Je me souviens de cette cliente qui était venue me voir : une petite femme d'un certain âge, toute mince, les traits marqués, et une grosse voix de fumeuse. Cela n'allait plus avec son mari, et elle voulait divorcer.
J'ai donc rédigé les actes nécessaires, et déposé la requête en divorce pour faute (ancienne formule, c'était avant la réforme de 2004 ; désormais la requête ne mentionne plus aucun fondement, il est choisi par la suite).
Très tôt dans le déroulement de la procédure, elle a déclaré un cancer. L'ordonnance de non conciliation passée, l'assignation en divorce délivrée, j'apprends par un appel téléphonique d'un de ses enfants qu'elle est très malade, et que les médecins ont un pronostique très réservé. Elle m'appelle aussi elle-même pour me dire qu'elle tient absolument à divorcer : son espérance de vie est limitée en temps, mais elle souhaite mourir divorcée.
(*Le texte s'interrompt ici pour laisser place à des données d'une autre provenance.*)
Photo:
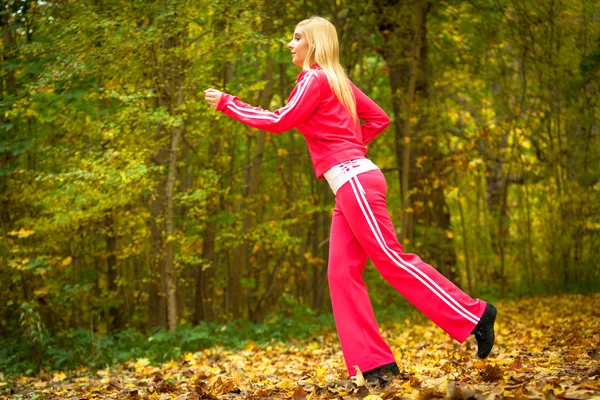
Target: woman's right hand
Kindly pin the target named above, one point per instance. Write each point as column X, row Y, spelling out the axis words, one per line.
column 213, row 97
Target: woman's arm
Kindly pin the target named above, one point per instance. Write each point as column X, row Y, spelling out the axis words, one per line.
column 376, row 120
column 301, row 103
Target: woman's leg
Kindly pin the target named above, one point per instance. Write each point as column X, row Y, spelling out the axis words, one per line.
column 357, row 328
column 363, row 203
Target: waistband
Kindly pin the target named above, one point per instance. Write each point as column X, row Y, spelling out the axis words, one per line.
column 341, row 173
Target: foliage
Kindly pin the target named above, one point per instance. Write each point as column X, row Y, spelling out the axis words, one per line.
column 546, row 347
column 127, row 205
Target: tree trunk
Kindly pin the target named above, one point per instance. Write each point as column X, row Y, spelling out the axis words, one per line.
column 112, row 273
column 169, row 267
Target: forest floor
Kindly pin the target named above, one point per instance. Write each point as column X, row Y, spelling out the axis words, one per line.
column 547, row 348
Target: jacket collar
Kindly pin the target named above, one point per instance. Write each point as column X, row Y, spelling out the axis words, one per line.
column 305, row 71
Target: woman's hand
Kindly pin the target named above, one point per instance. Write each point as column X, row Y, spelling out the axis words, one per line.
column 213, row 97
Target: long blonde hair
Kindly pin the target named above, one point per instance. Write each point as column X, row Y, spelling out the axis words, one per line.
column 324, row 50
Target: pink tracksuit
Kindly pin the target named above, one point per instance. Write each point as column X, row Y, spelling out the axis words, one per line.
column 361, row 227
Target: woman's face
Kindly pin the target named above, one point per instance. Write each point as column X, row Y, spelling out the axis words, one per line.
column 298, row 47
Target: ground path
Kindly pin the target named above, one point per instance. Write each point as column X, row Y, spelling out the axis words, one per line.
column 548, row 347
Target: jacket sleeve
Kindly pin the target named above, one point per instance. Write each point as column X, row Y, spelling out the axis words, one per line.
column 302, row 102
column 375, row 119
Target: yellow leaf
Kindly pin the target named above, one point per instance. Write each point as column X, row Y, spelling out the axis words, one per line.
column 59, row 377
column 141, row 363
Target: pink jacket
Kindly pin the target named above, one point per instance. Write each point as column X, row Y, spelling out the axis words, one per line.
column 312, row 108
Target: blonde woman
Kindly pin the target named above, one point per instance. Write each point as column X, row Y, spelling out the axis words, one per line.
column 327, row 109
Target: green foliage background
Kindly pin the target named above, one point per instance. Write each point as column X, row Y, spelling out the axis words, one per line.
column 95, row 93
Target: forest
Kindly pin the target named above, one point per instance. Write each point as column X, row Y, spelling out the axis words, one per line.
column 129, row 208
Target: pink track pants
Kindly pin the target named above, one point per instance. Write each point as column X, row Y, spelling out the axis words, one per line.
column 361, row 228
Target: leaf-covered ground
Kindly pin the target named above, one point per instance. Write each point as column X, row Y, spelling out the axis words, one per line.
column 547, row 348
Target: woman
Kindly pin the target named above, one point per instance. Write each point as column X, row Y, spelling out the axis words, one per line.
column 326, row 108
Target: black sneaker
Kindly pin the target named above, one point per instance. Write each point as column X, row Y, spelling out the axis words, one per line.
column 381, row 375
column 484, row 331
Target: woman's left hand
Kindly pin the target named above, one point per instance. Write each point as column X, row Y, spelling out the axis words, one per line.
column 213, row 97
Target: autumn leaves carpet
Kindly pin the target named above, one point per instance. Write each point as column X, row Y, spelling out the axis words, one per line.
column 547, row 347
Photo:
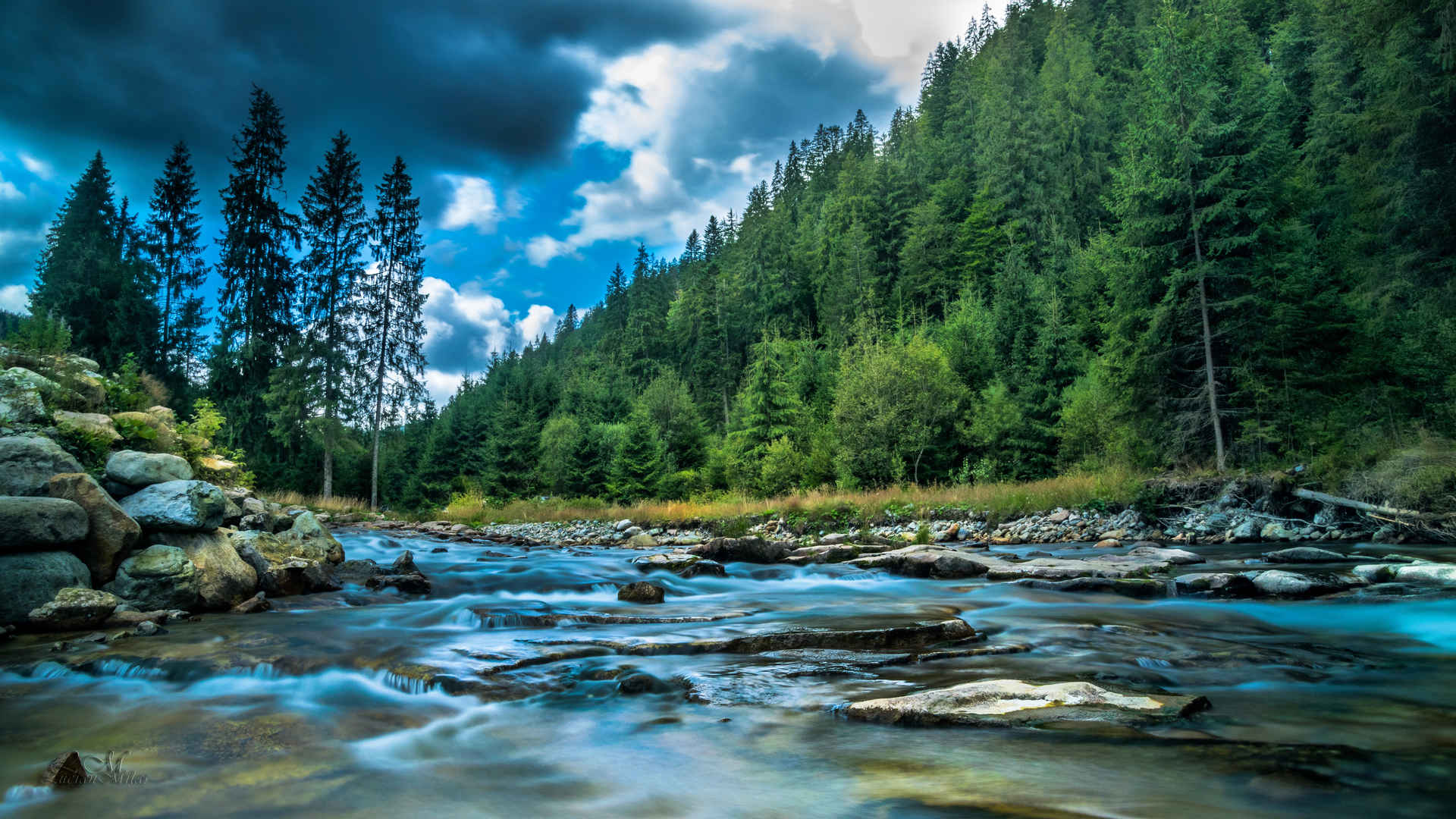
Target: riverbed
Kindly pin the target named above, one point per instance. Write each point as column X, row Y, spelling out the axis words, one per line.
column 522, row 687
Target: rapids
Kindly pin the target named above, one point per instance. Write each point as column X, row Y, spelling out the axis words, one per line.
column 522, row 689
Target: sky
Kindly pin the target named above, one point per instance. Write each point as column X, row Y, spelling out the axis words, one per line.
column 546, row 139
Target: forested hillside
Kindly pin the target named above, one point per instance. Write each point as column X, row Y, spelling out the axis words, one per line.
column 1204, row 235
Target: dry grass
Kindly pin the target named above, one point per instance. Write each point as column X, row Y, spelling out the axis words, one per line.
column 1112, row 487
column 319, row 503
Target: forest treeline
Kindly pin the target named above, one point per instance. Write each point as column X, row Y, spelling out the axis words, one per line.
column 1149, row 232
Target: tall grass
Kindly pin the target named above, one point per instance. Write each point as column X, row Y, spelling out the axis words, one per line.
column 337, row 503
column 1111, row 487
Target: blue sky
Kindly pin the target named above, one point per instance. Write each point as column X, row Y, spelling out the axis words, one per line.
column 545, row 137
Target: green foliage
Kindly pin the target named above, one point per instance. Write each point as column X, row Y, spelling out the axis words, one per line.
column 41, row 333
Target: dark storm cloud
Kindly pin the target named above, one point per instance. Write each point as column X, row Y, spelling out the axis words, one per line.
column 446, row 77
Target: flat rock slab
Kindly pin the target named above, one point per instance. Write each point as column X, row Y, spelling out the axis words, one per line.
column 1011, row 703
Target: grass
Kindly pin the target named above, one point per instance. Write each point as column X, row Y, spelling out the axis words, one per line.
column 826, row 507
column 319, row 503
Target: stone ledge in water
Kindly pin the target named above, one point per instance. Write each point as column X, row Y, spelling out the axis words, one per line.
column 1011, row 703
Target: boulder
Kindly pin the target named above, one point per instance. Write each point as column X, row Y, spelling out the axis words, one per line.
column 74, row 608
column 743, row 550
column 280, row 570
column 1006, row 703
column 95, row 425
column 641, row 592
column 146, row 468
column 38, row 523
column 312, row 541
column 31, row 580
column 1304, row 554
column 27, row 463
column 177, row 506
column 1283, row 583
column 1216, row 585
column 223, row 579
column 111, row 532
column 20, row 401
column 159, row 577
column 1177, row 557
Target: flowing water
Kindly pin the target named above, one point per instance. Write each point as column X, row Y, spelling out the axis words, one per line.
column 523, row 689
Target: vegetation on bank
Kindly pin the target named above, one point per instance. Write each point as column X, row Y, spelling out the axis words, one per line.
column 1158, row 234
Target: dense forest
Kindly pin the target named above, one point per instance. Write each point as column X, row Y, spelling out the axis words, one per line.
column 1174, row 235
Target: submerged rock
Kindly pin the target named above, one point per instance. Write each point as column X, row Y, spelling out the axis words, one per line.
column 1304, row 554
column 178, row 506
column 111, row 532
column 27, row 464
column 1005, row 703
column 38, row 523
column 743, row 550
column 33, row 579
column 641, row 592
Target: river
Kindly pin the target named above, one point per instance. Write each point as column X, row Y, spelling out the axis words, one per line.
column 344, row 703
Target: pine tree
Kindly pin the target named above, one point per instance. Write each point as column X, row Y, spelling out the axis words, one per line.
column 335, row 228
column 391, row 305
column 175, row 253
column 256, row 321
column 91, row 275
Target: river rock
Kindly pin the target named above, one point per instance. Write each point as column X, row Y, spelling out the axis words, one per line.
column 641, row 592
column 38, row 523
column 159, row 577
column 20, row 401
column 309, row 539
column 27, row 464
column 1003, row 703
column 1216, row 585
column 74, row 608
column 1177, row 557
column 95, row 425
column 111, row 532
column 1304, row 554
column 1283, row 583
column 223, row 579
column 743, row 550
column 146, row 468
column 31, row 580
column 177, row 506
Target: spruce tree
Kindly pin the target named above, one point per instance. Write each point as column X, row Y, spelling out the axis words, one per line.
column 172, row 242
column 391, row 303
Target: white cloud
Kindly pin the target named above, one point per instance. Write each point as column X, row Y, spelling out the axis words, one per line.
column 472, row 203
column 15, row 299
column 36, row 167
column 8, row 190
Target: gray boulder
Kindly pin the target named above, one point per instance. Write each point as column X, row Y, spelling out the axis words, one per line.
column 1002, row 703
column 309, row 539
column 223, row 579
column 161, row 577
column 111, row 534
column 27, row 463
column 38, row 523
column 31, row 580
column 74, row 608
column 177, row 506
column 146, row 468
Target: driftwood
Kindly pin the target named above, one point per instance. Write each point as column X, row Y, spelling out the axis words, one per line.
column 1370, row 507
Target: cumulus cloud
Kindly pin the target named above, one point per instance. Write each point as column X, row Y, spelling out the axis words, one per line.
column 472, row 203
column 8, row 190
column 36, row 167
column 15, row 299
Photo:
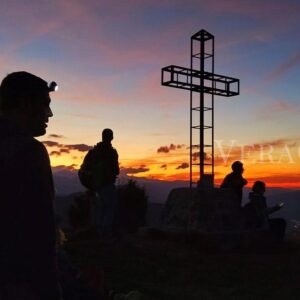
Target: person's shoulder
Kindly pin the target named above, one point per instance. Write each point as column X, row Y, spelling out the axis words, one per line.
column 36, row 148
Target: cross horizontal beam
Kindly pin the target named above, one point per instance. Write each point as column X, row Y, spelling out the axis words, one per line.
column 188, row 79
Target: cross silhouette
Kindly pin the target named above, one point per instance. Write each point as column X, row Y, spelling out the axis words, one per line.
column 204, row 82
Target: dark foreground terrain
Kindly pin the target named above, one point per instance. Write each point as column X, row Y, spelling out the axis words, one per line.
column 163, row 268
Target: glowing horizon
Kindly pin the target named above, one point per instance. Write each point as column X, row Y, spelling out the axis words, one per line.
column 106, row 58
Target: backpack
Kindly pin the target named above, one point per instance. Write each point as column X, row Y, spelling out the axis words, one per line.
column 90, row 172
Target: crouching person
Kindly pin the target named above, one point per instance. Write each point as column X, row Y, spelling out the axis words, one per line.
column 257, row 213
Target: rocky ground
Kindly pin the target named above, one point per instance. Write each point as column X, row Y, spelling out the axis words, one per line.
column 163, row 267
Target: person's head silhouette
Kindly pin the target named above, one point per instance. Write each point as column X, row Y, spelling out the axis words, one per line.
column 25, row 100
column 237, row 167
column 259, row 187
column 107, row 135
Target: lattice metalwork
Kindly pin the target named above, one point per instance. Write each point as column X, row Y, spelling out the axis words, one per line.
column 204, row 84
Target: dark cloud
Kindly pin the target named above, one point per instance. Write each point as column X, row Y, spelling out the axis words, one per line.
column 55, row 136
column 132, row 170
column 60, row 168
column 51, row 144
column 183, row 166
column 64, row 150
column 67, row 148
column 167, row 149
column 55, row 153
column 79, row 147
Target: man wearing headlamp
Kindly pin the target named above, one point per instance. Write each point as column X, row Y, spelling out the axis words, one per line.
column 27, row 229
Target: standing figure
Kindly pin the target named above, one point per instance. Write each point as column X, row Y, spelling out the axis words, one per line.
column 106, row 172
column 28, row 268
column 235, row 180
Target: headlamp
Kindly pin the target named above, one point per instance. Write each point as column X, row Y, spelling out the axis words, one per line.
column 52, row 86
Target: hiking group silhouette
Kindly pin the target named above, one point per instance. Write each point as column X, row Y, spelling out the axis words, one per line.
column 31, row 263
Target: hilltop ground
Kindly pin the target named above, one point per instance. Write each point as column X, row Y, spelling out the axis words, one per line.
column 163, row 268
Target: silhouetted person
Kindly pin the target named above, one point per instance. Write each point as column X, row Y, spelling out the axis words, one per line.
column 106, row 204
column 27, row 229
column 235, row 180
column 259, row 212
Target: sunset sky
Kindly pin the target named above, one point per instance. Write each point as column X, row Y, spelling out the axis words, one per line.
column 106, row 57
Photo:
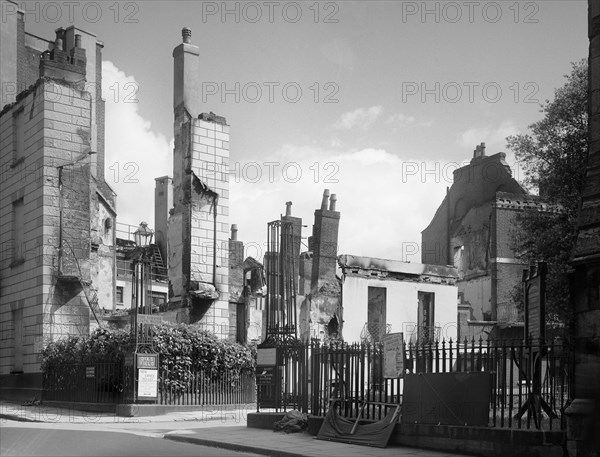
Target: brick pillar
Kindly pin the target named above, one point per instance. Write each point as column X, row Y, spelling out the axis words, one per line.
column 584, row 413
column 324, row 242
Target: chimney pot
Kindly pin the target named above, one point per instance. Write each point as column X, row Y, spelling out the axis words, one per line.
column 325, row 198
column 186, row 33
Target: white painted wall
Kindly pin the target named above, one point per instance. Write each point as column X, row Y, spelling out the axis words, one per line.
column 401, row 305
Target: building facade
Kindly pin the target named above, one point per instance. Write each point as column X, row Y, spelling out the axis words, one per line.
column 472, row 231
column 58, row 214
column 382, row 296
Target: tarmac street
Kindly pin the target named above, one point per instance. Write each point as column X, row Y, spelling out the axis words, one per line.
column 42, row 430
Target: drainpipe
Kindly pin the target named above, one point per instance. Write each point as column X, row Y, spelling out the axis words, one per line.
column 60, row 223
column 449, row 259
column 215, row 203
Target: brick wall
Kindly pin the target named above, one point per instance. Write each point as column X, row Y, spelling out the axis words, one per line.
column 474, row 184
column 56, row 132
column 21, row 276
column 201, row 182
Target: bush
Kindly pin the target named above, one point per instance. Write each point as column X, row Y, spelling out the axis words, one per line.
column 182, row 349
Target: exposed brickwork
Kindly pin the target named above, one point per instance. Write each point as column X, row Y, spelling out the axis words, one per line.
column 472, row 229
column 59, row 129
column 200, row 203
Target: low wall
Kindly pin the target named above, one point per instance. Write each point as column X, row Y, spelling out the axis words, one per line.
column 141, row 410
column 20, row 387
column 480, row 441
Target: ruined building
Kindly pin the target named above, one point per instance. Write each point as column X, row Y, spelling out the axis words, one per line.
column 387, row 296
column 197, row 225
column 317, row 289
column 472, row 231
column 57, row 212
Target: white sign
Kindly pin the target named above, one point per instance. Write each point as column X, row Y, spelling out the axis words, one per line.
column 266, row 356
column 147, row 383
column 393, row 355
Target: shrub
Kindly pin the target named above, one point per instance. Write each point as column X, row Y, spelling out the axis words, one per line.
column 182, row 349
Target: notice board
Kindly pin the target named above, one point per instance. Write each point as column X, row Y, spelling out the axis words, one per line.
column 447, row 398
column 393, row 355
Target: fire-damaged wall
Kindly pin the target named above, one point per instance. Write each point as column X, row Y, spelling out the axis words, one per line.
column 473, row 231
column 198, row 227
column 57, row 213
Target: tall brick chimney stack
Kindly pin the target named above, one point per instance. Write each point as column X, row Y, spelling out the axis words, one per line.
column 186, row 86
column 296, row 237
column 324, row 241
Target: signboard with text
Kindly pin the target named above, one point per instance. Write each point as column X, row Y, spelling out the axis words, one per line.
column 266, row 356
column 147, row 384
column 393, row 355
column 534, row 286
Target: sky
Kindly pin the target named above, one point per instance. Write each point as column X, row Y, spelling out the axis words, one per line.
column 377, row 101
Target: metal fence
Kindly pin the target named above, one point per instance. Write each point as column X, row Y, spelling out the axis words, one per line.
column 105, row 383
column 200, row 387
column 530, row 385
column 85, row 383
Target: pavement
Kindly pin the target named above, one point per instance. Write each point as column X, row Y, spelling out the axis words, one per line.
column 225, row 429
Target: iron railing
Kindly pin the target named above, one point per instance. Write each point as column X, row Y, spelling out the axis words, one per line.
column 354, row 373
column 203, row 387
column 85, row 383
column 105, row 383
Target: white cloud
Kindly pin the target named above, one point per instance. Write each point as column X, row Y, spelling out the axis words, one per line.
column 135, row 155
column 360, row 117
column 384, row 201
column 494, row 137
column 397, row 120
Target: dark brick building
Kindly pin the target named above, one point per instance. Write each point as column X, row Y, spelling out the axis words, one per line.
column 472, row 230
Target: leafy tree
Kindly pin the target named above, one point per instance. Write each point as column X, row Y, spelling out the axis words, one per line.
column 553, row 157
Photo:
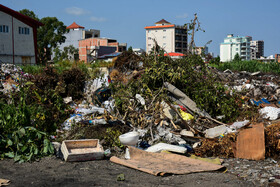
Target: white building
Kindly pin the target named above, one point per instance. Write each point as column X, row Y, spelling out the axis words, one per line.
column 138, row 51
column 257, row 49
column 170, row 37
column 76, row 33
column 18, row 37
column 235, row 45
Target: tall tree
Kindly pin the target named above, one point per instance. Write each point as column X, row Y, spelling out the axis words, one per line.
column 29, row 13
column 48, row 36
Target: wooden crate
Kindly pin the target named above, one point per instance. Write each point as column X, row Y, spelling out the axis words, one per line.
column 82, row 150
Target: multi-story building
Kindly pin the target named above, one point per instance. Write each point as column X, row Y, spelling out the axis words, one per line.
column 257, row 49
column 92, row 48
column 235, row 45
column 201, row 50
column 76, row 33
column 170, row 37
column 277, row 58
column 18, row 37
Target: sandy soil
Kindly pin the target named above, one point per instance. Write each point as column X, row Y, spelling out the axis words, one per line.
column 51, row 171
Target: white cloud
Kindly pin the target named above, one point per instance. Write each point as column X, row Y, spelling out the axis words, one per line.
column 76, row 11
column 183, row 16
column 97, row 19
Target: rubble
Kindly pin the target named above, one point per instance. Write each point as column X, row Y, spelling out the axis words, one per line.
column 167, row 119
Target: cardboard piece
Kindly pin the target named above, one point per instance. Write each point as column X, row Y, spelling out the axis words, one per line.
column 250, row 143
column 163, row 163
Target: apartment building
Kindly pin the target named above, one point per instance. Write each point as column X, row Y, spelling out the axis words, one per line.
column 91, row 49
column 18, row 37
column 201, row 50
column 235, row 45
column 257, row 49
column 76, row 33
column 170, row 37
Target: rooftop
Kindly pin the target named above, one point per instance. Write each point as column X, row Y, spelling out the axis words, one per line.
column 162, row 21
column 25, row 19
column 74, row 25
column 158, row 27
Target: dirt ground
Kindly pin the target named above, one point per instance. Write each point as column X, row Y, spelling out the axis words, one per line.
column 51, row 171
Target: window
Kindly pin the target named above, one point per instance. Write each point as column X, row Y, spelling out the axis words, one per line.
column 4, row 28
column 23, row 30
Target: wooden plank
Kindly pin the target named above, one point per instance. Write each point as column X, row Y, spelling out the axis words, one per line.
column 250, row 143
column 82, row 150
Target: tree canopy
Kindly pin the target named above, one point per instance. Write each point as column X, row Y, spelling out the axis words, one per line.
column 49, row 36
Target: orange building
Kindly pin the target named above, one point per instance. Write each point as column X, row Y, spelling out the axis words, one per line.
column 91, row 48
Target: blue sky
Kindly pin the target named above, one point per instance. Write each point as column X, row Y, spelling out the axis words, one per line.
column 125, row 20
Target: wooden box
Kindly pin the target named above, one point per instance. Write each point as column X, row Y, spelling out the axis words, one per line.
column 82, row 150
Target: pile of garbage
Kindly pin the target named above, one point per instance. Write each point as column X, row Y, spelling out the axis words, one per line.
column 175, row 118
column 140, row 113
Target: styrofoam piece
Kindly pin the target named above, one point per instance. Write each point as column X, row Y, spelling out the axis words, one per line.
column 239, row 124
column 216, row 131
column 168, row 147
column 129, row 139
column 271, row 113
column 94, row 109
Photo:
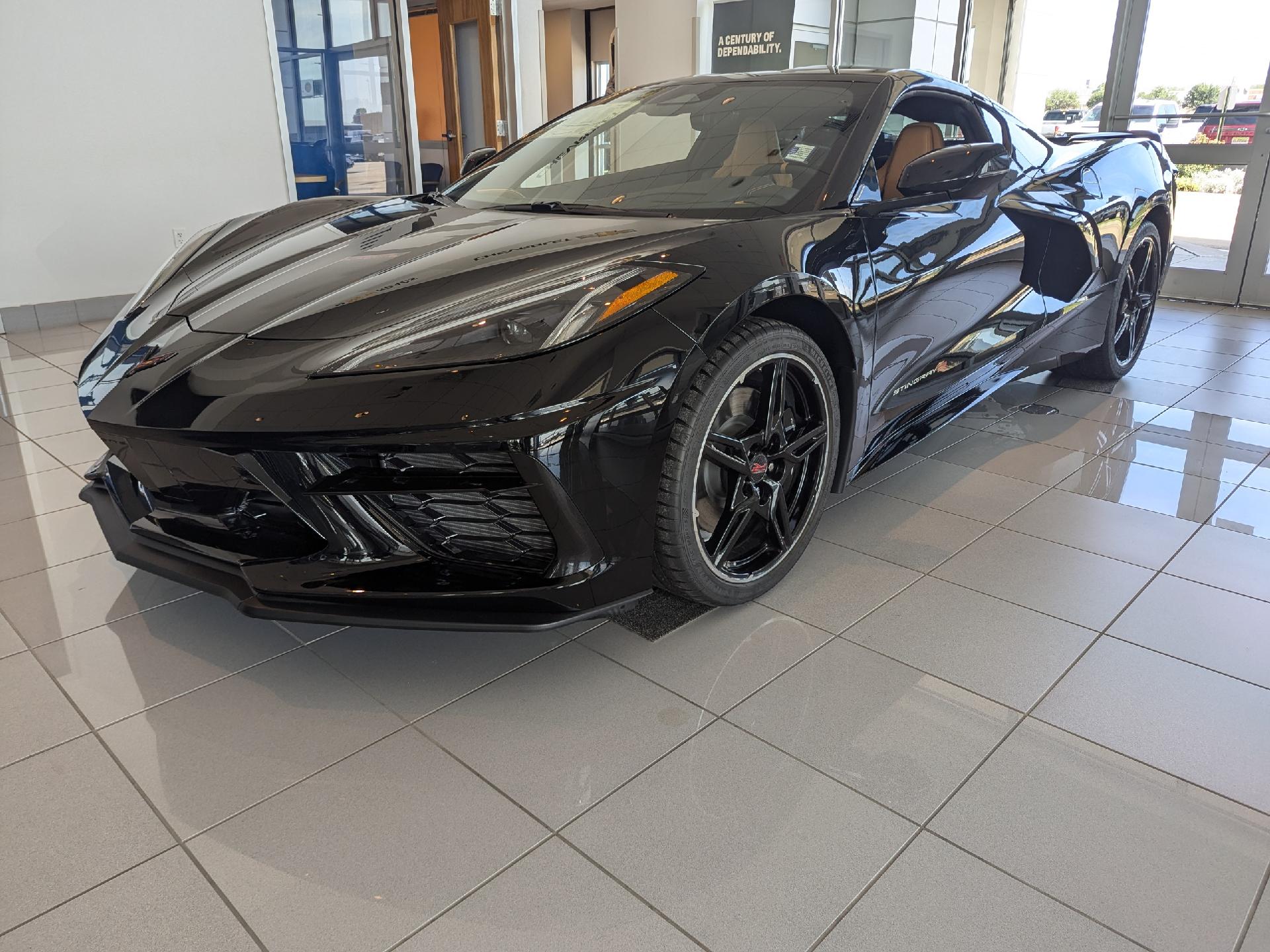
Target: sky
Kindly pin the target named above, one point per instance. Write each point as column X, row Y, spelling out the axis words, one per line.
column 1067, row 44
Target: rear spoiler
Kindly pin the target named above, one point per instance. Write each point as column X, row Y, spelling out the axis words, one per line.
column 1064, row 140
La situation matrimoniale était très simple : un remariage, pas d'enfant commun, pas de biens communs, pas de dettes. Nous sommes convenus avec le Conseil de son mari, qui a respecté le souhait de son épouse, même s'il aurait sans doute préféré éviter le divorce, de faire application de l'article 248-1 du Code Civil (aujourd'hui codifié sous le numéro 245-1), qui permet, dans le cadre d'une procédure en divorce pour faute, de prononcer le divorce moyennant un accord sur les torts (partagés ou non), et une dispense de motif (prononcer le divorce sans en indiquer les raisons).
Des conclusions ont été déposées de part et d'autres sur ce fondement : des torts partagés et la dispense de motif, mais le temps pressait. Ma cliente allait mal, et les délais d'audiencement de l'époque étaient déjà calamiteux.
De nouveau alertée par les enfants de ma cliente, je faisais une démarche au Greffe, qui, « le nez dans le guidon », ne comprenait pas l'urgence de ma demande, et ne pouvait me donner une date d'audience avant au moins six mois, temps dont ma cliente ne disposait pas, plus. Je faisais donc une démarche auprès du Magistrat en charge du dossier, qui elle, toute jeune sortie de l'école, me demandait de lui justifier que ma cliente allait mourir, preuve que je me voyais difficilement rapporter, en raison du secret médical d'une part, et de l'indélicatesse de la demande à présenter à ses enfants d'autre part.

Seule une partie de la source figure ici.